Через каждые два дня на третий я ходила на агору просить милостыню, и туда приходили ко мне подростки, чтобы я лечила их. Я приносила с собой лекарства, давала им хлеб, мне стало известно, что они из разных шаек, которые соперничают друг с другом, но — что странно — все подчиняются Васко. Причины их соперничества для меня так и остались непонятны, и я лечила всех без различия. Зед приходил ко мне на агору или домой, когда Васко мог отпустить его. Я привыкла к этому юноше, чье жестокое и холодное восприятие жизни удивило меня. Как он смог сразу довериться мне, спросила я.
— Я тебя уже очень хорошо знал.
— Как это?
— Мы давно уже говорили о тебе, Антигона. Васко нам все рассказал: про Сфингу, Эдипа, Иокасту, потом — как твой слепой отец покинул Фивы, а ты пошла за ним и просила для него милостыню. Он нам рассказал и про Клиоса, танцора, про Диотимию и о том, как ты отказалась стать царицей Высоких Холмов, потому что предпочла снова пойти с Эдипом по дороге.
— Почему вы говорите обо мне? Мне неприятно такое любопытство.
— Это не любопытство, — возмутился Зед, — мы любим говорить о тебе с Васко.
Васко и вправду стал почти другом. Я часто видела его на агоре, он стоял за колонной или в проеме двери и смотрел на меня. Если мне необходима помощь, он всегда оказывался рядом и готов был откликнуться на мои просьбы — принять или отклонить их. Или он проходил мимо меня с одной из своих шаек, которые так шумливы, когда помогают мне или приходят за помощью, лекарствами, а теперь молча следуют за ним, как молодые волки за вожаком. Я не могла понять этого человека, но мне нравилось, когда я чувствовала рядом его таинственное и опасное присутствие.

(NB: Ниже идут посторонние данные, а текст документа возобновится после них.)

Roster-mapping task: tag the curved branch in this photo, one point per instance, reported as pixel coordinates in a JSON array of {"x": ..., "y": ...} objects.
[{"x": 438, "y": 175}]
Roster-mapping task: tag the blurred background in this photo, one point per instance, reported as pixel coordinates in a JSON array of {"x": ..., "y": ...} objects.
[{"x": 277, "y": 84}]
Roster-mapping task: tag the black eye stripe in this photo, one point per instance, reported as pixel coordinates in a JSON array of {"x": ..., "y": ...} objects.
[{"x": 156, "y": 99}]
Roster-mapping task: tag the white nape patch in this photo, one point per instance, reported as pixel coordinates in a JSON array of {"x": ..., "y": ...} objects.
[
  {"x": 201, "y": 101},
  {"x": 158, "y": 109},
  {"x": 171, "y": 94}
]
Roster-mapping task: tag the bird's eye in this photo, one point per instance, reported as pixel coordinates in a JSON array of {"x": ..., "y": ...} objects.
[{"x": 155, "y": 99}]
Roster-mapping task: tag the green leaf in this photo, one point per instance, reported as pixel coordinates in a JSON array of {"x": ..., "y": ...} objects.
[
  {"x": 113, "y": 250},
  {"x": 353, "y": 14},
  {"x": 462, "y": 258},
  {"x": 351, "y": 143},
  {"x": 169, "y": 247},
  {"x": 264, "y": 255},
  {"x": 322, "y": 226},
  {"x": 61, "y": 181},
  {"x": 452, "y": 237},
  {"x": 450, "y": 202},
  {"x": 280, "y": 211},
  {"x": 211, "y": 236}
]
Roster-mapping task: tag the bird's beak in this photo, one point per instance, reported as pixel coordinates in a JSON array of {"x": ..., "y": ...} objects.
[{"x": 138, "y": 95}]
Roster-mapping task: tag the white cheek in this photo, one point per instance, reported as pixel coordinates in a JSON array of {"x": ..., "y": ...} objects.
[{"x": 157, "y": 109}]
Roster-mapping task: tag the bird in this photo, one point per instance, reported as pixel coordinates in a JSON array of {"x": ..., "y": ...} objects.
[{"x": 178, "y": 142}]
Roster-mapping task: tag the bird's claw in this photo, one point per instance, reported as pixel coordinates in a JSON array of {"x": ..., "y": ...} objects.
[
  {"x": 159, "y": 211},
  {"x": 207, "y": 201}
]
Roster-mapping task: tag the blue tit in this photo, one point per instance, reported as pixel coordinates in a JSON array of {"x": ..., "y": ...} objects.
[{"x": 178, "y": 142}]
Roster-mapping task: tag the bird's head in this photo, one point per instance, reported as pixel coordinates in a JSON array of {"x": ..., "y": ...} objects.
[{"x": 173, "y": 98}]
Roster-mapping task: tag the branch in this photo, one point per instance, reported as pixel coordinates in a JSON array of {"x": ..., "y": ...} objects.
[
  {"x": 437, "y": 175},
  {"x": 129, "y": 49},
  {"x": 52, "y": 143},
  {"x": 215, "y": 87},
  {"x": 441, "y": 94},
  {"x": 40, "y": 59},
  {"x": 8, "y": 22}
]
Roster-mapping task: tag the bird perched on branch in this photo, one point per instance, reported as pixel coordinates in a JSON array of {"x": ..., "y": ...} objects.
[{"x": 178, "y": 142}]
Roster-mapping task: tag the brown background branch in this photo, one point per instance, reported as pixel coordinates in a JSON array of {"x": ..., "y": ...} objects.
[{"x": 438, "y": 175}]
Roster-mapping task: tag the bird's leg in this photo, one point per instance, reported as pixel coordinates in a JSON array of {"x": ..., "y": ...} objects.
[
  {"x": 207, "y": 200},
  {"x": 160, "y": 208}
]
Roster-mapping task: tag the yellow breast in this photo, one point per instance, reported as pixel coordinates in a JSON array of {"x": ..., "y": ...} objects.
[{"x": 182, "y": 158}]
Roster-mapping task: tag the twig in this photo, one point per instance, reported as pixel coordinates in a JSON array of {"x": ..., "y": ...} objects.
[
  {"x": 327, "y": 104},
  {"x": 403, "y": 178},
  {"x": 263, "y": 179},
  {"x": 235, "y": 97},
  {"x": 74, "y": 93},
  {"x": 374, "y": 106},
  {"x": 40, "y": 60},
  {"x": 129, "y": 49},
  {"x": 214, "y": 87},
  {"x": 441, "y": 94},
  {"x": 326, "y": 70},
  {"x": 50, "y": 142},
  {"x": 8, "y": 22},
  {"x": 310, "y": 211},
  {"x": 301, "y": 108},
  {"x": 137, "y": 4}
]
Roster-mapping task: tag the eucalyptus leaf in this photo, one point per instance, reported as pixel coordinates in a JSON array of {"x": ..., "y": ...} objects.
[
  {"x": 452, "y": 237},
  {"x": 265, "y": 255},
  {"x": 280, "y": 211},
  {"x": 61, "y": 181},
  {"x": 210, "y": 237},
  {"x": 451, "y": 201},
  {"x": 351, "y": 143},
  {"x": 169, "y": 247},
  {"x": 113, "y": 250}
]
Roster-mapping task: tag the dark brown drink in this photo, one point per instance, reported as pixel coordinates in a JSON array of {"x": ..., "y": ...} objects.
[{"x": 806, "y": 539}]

Однажды вечером, когда подаяний за день оказалось много, передо мной остановился высокий незнакомый мужчина, который опустил монеты в корзину. Мысли мои были так далеко, что я поблагодарила его, произнеся ритуальную формулу, но не подняла глаз. Мужчина рассмеялся — это был Этеокл, я вскочила, обняла его: «Ты, наконец-то…» Кожа его потемнела под солнцем и ветром. Он очень похудел и так же, как и я, радовался встрече.
— Итак, ты, наша сестра, пошла побираться, и где? В Фивах…
— Тебя все не было и не было, ты не смог дать мне то, что обещал. Денег не хватало.
— Что сказал бы Полиник?
— Полиник? Он сказал бы: «Хорошую шутку ты сыграла со всеми этими скрягами».
— А что сказала бы Иокаста?
— При Иокасте не было бы войны, она приструнила бы вас обоих!
Этеокл искренне расхохотался, хохот его так же прекрасен, как и Полиников, но в нем чувствовалась глубокая печаль.
— А Гемон? — спросила я.
— Он все еще в походе с половиной войска, чтобы помешать Полинику уже сейчас окружить город.
— Если он возьмет Фивы в осаду, будет тяжело.
— Победить его мы должны здесь, Антигона, в открытом поле со своими синими всадниками он сильнее нас.
— Вы проиграли сражение?
— Нет, мы всегда успевали вовремя отойти, но отступать тяжело, тем более под Полиников хохот. Здесь ему придется прекратить смеяться, потому что он тоже не ожидает той войны, что я ему тут готовлю.
— А Гемон не рассердится, когда узнает, что я просила милостыню?
— Гемон любит тебя, какая ты есть.
Как приятны для меня эти слова. Мне бы хотелось еще поговорить с Этеоклом о Гемоне, но он, как всегда, торопился. Он поцеловал меня и ушел. Какой же надо было иметь характер, чтобы оставаться таким же сильным, таким веселым — таким же веселым, как Полиник, — когда на самом деле тебе так невыносимо грустно?